Let's say you want to compare depression symptoms in men and women.
So you ask three questions: How many days in the past week have you:
I create a latent variable based on this, and error and loadings look good. Now I want to compare the means of the latent variables, so I fix the male latent mean to zero. I constrain the intercepts of the three measured variables to be equal across groups.
Women and men do not differ on how much they have felt lonely, how much they have felt sad, but then we find that women say that they have cried more than men.
Does that mean that the women have 'more' depression than the men? If we anchor to crying - yes. If we anchor to the other two variables - no.
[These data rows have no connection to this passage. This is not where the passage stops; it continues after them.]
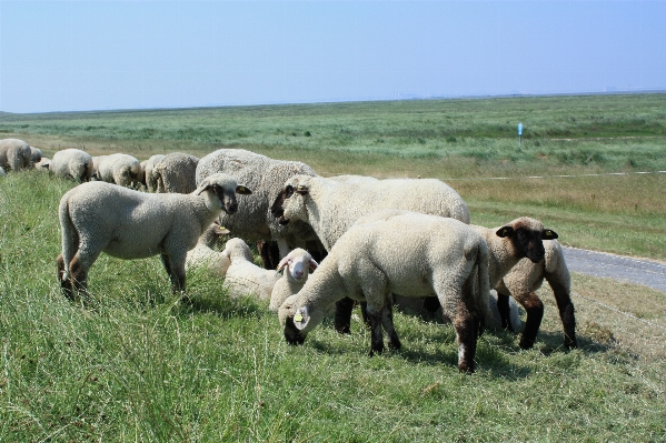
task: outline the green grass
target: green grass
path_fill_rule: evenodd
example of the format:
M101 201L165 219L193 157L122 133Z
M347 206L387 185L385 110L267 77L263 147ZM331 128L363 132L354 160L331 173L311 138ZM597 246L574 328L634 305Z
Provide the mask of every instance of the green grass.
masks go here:
M429 135L426 120L435 115L453 120L456 132ZM645 124L628 129L636 119ZM541 133L524 140L523 152L514 120ZM0 130L12 131L2 137L47 153L86 144L139 158L203 155L237 145L327 174L460 179L449 183L475 223L529 214L566 244L660 260L664 174L520 177L664 170L663 124L664 95L0 117ZM560 137L573 140L551 140ZM388 148L376 151L372 140ZM436 143L441 149L429 154ZM478 180L488 177L515 180ZM370 338L357 318L350 336L325 322L292 348L267 303L230 300L202 272L188 274L192 302L181 304L157 258L102 255L90 272L91 303L67 301L56 279L57 205L73 185L34 171L0 180L2 442L666 440L664 293L574 274L580 348L563 351L554 298L541 289L546 314L535 349L486 333L471 376L457 372L450 325L401 313L399 352L368 358Z

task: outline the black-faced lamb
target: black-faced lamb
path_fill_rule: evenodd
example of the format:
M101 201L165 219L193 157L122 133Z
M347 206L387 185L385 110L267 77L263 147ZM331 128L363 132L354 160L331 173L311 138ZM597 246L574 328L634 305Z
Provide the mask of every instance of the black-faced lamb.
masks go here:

We don't have intercept invariance, and because of that, we can't compare the means of the latent variables.
Another (only slightly different) way to think about it. The intercept of the measured variable is the expected value of the variable if the mean of the factor is equal to zero. The predicted values for the measured variables should be the same between men and women when the values of the factors are equal (that is, when the value of the factors is zero). But the predicted values of the measured variables are not equal when the factors are equal. Some are equal (in our example, 1 and 2), one is not (3).